Mortgage Credit Score vs. Consumer Credit Score

Have you ever checked your credit score?

You may have received a credit score from one of these sources:

  1. Your credit card company.
  2. A free site, such as Credit Karma or Credit Sesame.
  3. One of the credit bureaus: Experian, Equifax, or TransUnion
  4. Your mortgage lender.

Don’t be surprised if the score you got from your mortgage lender was different from your score you obtained elsewhere. Why the difference? And, which score is correct and true?

To answer these questions, let’s look at some quick facts.


  • FICO stands for Fair Isaac Credit Corporation, the creator of credit scores used by mortgage companies and other lenders. Mortgage pros say “credit score” rather than the full “FICO credit score.” It’s the same thing, whether you say “credit score” or “FICO score.”
  • Your mortgage credit score is the one used to qualify you for a mortgage loan. It is a stricter grading curve than the scoring system used by credit cards. This makes sense, because it’s less risky to lend someone a few thousand on a credit card versus $250K or $500K on a mortgage. Thus, your mortgage score is likely to be lower than other types of credit scores.
  • The consumer credit score, the ones used by credit card companies, is more lenient and typically higher than the mortgage score.
  • When you use Boost to boost up your credit, it can help your Experian credit card score, but it does nothing for your mortgage score. Nor does it help your scores with Equifax and TransUnion.
  • Vantage Score is a completely different scoring system than any other.

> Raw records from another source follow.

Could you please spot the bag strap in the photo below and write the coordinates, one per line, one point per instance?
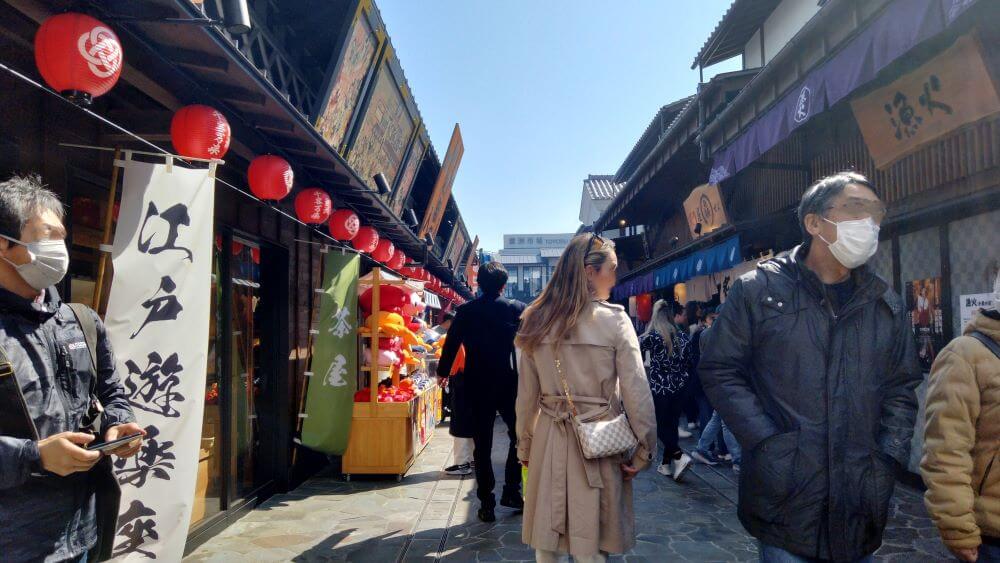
(987, 341)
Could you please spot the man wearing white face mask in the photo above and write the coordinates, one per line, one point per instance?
(54, 366)
(812, 365)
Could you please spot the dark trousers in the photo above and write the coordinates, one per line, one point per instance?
(668, 413)
(483, 454)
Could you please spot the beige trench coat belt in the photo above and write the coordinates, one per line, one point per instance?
(562, 417)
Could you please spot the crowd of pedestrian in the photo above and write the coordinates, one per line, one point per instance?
(804, 379)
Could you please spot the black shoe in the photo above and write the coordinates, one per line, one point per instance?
(486, 515)
(512, 501)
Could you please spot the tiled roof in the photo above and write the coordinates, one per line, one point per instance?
(602, 186)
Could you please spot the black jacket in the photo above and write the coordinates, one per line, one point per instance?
(486, 326)
(43, 516)
(823, 405)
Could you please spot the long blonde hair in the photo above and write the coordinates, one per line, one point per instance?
(557, 310)
(663, 323)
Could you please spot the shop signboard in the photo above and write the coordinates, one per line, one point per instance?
(951, 90)
(472, 265)
(330, 394)
(409, 174)
(704, 210)
(923, 301)
(158, 321)
(970, 304)
(352, 70)
(443, 185)
(385, 131)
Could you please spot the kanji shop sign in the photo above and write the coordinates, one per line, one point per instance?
(704, 207)
(949, 91)
(157, 321)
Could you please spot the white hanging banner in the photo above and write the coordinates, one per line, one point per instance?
(157, 319)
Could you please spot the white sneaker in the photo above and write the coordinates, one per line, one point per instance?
(680, 466)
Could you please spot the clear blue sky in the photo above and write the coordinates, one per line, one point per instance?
(545, 91)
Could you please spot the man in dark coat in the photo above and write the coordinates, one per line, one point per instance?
(486, 327)
(812, 365)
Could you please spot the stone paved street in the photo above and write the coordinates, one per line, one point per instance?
(431, 516)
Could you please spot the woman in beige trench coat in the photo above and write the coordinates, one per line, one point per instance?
(573, 505)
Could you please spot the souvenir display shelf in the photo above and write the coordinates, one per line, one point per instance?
(386, 438)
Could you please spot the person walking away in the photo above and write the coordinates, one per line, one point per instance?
(812, 363)
(48, 479)
(576, 506)
(667, 343)
(462, 447)
(962, 439)
(486, 327)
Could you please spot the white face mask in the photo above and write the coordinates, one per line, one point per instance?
(49, 262)
(857, 241)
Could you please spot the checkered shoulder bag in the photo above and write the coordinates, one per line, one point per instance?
(599, 438)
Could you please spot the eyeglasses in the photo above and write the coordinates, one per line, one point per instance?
(860, 208)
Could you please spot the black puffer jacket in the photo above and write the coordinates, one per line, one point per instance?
(823, 405)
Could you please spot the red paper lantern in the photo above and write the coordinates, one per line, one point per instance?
(366, 241)
(397, 261)
(644, 307)
(78, 56)
(200, 131)
(270, 177)
(313, 206)
(344, 225)
(384, 251)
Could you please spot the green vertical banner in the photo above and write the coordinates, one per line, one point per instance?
(330, 396)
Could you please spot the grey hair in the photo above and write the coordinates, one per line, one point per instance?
(21, 198)
(817, 198)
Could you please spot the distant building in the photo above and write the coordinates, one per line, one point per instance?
(530, 260)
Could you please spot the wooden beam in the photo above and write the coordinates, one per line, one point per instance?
(196, 59)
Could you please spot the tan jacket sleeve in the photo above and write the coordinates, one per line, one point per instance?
(635, 392)
(528, 391)
(949, 435)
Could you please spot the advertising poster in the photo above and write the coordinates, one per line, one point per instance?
(923, 301)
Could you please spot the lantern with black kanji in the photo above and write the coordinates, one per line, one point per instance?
(270, 177)
(78, 56)
(384, 250)
(366, 241)
(344, 225)
(313, 206)
(199, 131)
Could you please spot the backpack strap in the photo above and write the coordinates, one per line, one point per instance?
(987, 341)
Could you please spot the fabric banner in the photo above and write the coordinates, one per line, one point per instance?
(157, 319)
(704, 207)
(330, 396)
(948, 92)
(899, 28)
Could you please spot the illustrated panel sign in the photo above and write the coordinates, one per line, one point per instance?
(949, 91)
(359, 54)
(409, 174)
(704, 207)
(382, 140)
(442, 187)
(330, 396)
(158, 322)
(923, 301)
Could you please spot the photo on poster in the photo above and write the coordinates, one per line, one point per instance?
(923, 301)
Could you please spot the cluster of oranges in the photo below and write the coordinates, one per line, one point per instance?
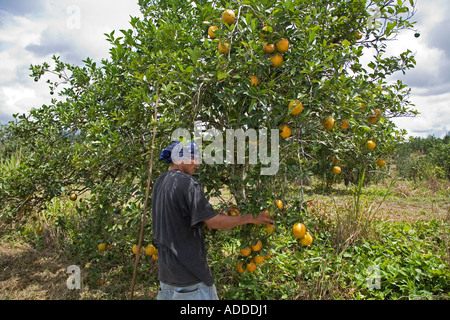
(252, 253)
(254, 256)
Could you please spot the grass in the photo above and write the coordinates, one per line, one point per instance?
(405, 236)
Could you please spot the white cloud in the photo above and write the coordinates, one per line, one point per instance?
(31, 32)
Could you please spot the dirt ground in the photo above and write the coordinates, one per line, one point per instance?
(29, 274)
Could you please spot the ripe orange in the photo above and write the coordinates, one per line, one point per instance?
(258, 259)
(328, 123)
(276, 60)
(336, 170)
(372, 118)
(251, 266)
(239, 267)
(345, 125)
(370, 144)
(285, 131)
(256, 245)
(266, 28)
(135, 248)
(381, 163)
(296, 107)
(150, 250)
(211, 32)
(268, 48)
(279, 204)
(269, 228)
(254, 80)
(228, 16)
(307, 239)
(298, 230)
(233, 211)
(224, 47)
(283, 45)
(246, 251)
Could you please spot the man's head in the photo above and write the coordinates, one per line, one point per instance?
(184, 158)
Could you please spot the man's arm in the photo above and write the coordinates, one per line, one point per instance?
(228, 222)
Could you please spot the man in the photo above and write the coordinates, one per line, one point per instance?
(179, 210)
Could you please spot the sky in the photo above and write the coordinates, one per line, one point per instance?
(32, 31)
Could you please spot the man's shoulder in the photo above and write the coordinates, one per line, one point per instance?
(179, 176)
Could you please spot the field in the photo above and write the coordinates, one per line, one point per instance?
(401, 252)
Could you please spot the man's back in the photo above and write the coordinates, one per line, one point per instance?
(179, 208)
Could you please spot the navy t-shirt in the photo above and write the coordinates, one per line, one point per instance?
(179, 207)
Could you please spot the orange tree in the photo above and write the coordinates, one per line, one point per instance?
(294, 65)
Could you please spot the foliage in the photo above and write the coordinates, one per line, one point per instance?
(94, 140)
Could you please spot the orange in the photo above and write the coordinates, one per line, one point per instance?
(296, 107)
(336, 169)
(381, 163)
(298, 230)
(283, 45)
(233, 211)
(211, 32)
(150, 250)
(239, 267)
(228, 16)
(372, 118)
(269, 228)
(224, 47)
(251, 266)
(268, 48)
(246, 251)
(135, 248)
(266, 28)
(254, 80)
(258, 259)
(370, 144)
(307, 239)
(345, 125)
(328, 123)
(279, 204)
(276, 60)
(256, 245)
(285, 131)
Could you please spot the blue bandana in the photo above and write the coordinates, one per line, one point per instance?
(175, 152)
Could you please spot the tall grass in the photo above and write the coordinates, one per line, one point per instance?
(355, 219)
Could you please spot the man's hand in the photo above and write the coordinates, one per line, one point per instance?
(227, 222)
(262, 218)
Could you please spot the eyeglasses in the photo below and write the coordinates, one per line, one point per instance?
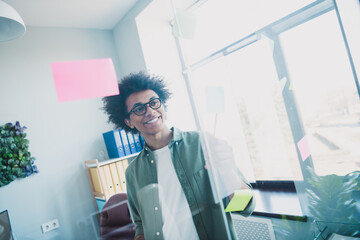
(141, 109)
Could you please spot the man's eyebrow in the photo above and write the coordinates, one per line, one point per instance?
(139, 103)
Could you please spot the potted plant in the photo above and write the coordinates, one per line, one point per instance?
(15, 159)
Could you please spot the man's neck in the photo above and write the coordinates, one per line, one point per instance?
(159, 140)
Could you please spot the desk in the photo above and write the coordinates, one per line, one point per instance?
(270, 203)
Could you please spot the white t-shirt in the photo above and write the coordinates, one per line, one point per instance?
(178, 221)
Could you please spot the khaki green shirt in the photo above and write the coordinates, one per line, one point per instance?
(143, 196)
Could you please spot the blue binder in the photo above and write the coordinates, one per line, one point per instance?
(137, 142)
(125, 142)
(113, 144)
(142, 140)
(131, 143)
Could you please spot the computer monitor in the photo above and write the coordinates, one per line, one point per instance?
(5, 227)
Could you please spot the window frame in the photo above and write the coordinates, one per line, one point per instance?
(272, 31)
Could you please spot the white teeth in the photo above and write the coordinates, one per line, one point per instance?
(152, 121)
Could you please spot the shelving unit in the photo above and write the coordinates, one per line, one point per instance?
(107, 178)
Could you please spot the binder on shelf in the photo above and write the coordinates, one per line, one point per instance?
(100, 203)
(121, 171)
(137, 143)
(108, 179)
(113, 144)
(125, 164)
(95, 176)
(131, 143)
(142, 140)
(115, 177)
(125, 142)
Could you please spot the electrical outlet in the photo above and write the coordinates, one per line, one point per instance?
(51, 225)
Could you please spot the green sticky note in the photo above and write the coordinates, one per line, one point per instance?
(240, 200)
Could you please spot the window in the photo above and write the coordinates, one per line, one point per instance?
(285, 94)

The big three credit bureaus collaborated to create a more accurate and inclusive credit score algorithm. Currently, the mortgage industry does not use Vantage scores, but that will be changing in 2024-2025.
  • CreditKarma and other independently-owned sites have their own guess at how scores are calculated. They do not have the “secret recipe” used by the credit bureaus. Thus, any score you get from them could be wildly OFF. They are only useful for seeing if your score is trending upward or downward.
  • Insurance companies have a different credit scoring system designed for themselves. It can be impossible to learn what your insurance score is, other than a general “excellent,” “good,” “fair,” or “poor” rating.
  • Currently, mortgage scores are based on FICO version 2, 4, and 5. They plan to update in the next year or two.
  • Credit card companies most often use FICO version 8, 9, 10, or Vantage score.
  • FICO 10T is FICO 10 with Trended Data added in. Trended date is credit score AI that looks at your behavior and activity, not only your payments and balances. Mortgage lenders will use FICO 10T in the next year or two.

    This is all interesting, but you don’t need to memorize the FICO versions. You only need to know how to manage your finances and credit so that you earn a top tier credit score.

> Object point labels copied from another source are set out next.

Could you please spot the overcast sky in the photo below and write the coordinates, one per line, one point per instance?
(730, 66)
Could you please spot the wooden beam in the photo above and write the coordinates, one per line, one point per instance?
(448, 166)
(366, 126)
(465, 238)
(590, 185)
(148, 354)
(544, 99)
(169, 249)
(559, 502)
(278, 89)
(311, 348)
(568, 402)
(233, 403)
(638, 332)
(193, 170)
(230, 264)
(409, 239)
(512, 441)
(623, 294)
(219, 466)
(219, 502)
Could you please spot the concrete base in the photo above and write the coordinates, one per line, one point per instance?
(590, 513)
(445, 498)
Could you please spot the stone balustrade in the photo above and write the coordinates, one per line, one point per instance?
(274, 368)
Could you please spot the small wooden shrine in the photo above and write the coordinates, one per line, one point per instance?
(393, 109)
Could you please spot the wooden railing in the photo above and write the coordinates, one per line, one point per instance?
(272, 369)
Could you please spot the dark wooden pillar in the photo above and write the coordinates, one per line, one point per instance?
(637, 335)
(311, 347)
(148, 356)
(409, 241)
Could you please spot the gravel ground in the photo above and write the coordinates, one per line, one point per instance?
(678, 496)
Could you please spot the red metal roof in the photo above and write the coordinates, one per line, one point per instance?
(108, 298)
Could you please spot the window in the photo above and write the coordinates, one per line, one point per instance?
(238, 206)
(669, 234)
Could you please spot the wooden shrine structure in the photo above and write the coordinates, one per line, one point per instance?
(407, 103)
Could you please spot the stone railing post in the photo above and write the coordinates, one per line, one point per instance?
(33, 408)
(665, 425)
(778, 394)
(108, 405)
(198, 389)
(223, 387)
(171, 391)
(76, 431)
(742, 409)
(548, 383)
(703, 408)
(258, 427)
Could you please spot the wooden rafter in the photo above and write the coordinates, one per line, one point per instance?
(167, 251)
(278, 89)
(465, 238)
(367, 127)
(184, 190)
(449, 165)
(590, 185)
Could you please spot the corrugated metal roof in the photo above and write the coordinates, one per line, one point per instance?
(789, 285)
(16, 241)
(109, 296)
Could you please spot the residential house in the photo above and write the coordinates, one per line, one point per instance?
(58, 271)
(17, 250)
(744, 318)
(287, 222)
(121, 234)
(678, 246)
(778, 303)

    Having a credit score over 740 gets you the best mortgage interest rate on a conventional (best) home loan. Having a 800 score is the icing on top that gets you the highest respect. Some lenders, such as Provident Wholesale, reward people with a 780 – 800+ score with an even lower interest rate. (You get a wholesale loan through a mortgage broker, not a bank or credit union.)

    I hope this info is helpful. There’s a lot more to credit scoring. If you’d like to become an expert on how credit scoring works and how to earn a top tier credit score in the shortest time possible, then I can recommend these two publications:

    1) Build and Protect Your Credit Like the Pros here
    2) Credit Repair Mindset here

    If you have any questions on credit scoring, please feel free to add a comment. I see each and every comment, usually within an hour or two. If it’s the middle of the night on the Pacific Coast, then please give me longer.

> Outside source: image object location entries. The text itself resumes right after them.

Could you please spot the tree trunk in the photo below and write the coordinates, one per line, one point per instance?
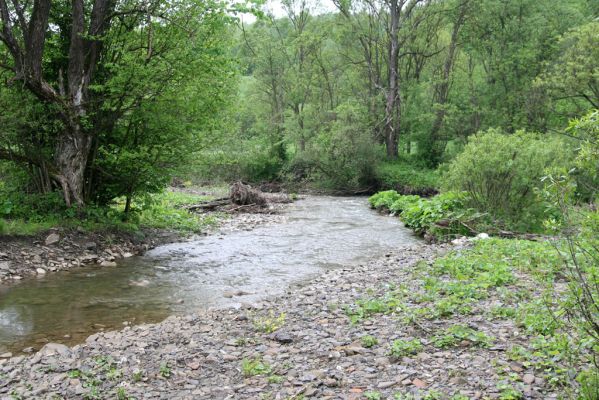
(442, 89)
(71, 160)
(392, 105)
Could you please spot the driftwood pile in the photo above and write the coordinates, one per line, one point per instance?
(242, 198)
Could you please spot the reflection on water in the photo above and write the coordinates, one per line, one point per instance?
(320, 232)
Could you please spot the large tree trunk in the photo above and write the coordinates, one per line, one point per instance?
(442, 89)
(392, 105)
(71, 157)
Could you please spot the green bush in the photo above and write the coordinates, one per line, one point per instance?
(441, 215)
(343, 155)
(501, 174)
(406, 178)
(403, 203)
(384, 199)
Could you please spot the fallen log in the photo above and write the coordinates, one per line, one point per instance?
(211, 205)
(242, 195)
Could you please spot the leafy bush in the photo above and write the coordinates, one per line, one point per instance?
(406, 178)
(401, 348)
(343, 154)
(441, 215)
(501, 174)
(384, 199)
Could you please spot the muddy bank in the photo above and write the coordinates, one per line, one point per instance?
(298, 344)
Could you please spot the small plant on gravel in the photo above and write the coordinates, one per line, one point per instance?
(589, 384)
(137, 375)
(373, 396)
(165, 370)
(460, 333)
(366, 307)
(401, 348)
(121, 393)
(508, 392)
(404, 396)
(369, 341)
(270, 323)
(459, 397)
(432, 395)
(274, 378)
(254, 367)
(503, 312)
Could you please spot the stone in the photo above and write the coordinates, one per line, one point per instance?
(51, 349)
(107, 264)
(528, 379)
(52, 238)
(282, 337)
(419, 383)
(385, 384)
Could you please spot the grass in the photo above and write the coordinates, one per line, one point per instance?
(519, 281)
(254, 367)
(269, 323)
(401, 348)
(403, 175)
(159, 211)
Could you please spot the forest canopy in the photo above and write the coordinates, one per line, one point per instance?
(105, 100)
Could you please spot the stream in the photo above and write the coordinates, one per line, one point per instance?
(211, 271)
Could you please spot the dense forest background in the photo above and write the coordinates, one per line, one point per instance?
(115, 99)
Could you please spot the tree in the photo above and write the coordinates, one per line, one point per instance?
(573, 76)
(76, 58)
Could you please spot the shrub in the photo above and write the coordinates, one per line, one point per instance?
(441, 215)
(406, 178)
(401, 348)
(343, 154)
(384, 200)
(501, 173)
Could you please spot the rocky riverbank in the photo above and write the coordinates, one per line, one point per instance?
(301, 345)
(62, 249)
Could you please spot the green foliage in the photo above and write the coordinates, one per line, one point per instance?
(589, 384)
(269, 323)
(424, 216)
(366, 307)
(500, 173)
(571, 76)
(384, 199)
(342, 154)
(165, 370)
(400, 348)
(457, 334)
(441, 216)
(369, 341)
(508, 392)
(254, 367)
(373, 395)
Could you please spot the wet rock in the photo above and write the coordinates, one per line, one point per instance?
(108, 264)
(528, 379)
(52, 238)
(51, 349)
(282, 337)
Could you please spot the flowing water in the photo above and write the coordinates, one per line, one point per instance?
(318, 233)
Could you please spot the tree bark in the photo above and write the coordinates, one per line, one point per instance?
(442, 89)
(393, 101)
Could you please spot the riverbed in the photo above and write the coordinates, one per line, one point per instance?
(225, 269)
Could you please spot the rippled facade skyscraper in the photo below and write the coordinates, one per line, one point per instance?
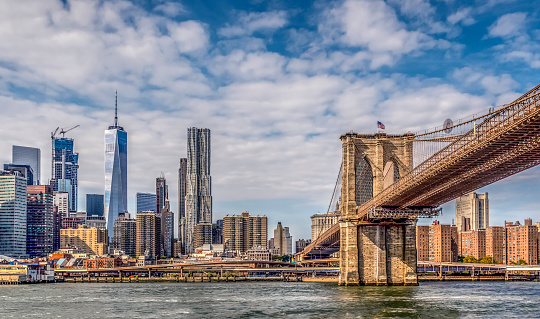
(115, 172)
(198, 183)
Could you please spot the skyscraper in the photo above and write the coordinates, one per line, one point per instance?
(115, 171)
(28, 156)
(182, 170)
(146, 202)
(242, 232)
(12, 214)
(472, 212)
(25, 170)
(282, 240)
(94, 205)
(39, 221)
(167, 217)
(198, 183)
(65, 168)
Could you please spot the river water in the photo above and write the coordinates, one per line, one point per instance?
(270, 299)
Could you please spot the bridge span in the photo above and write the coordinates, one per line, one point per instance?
(384, 189)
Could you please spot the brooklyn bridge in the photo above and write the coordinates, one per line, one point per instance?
(386, 182)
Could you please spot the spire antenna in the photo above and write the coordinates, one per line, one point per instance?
(116, 109)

2 thoughts on “Mortgage Credit Score vs. Consumer Credit Score

  1. Ms. Warren, your newsletters and books are helping to change my whole financial perspective. I make financial decisions now with your wisdom in mind. Thank you!

    1. Thank you, Kirby, for taking the time to let me know this. I feel very encouraged to continue writing when I receive comments like this. I hope to have a new book for home buyers out next month, June.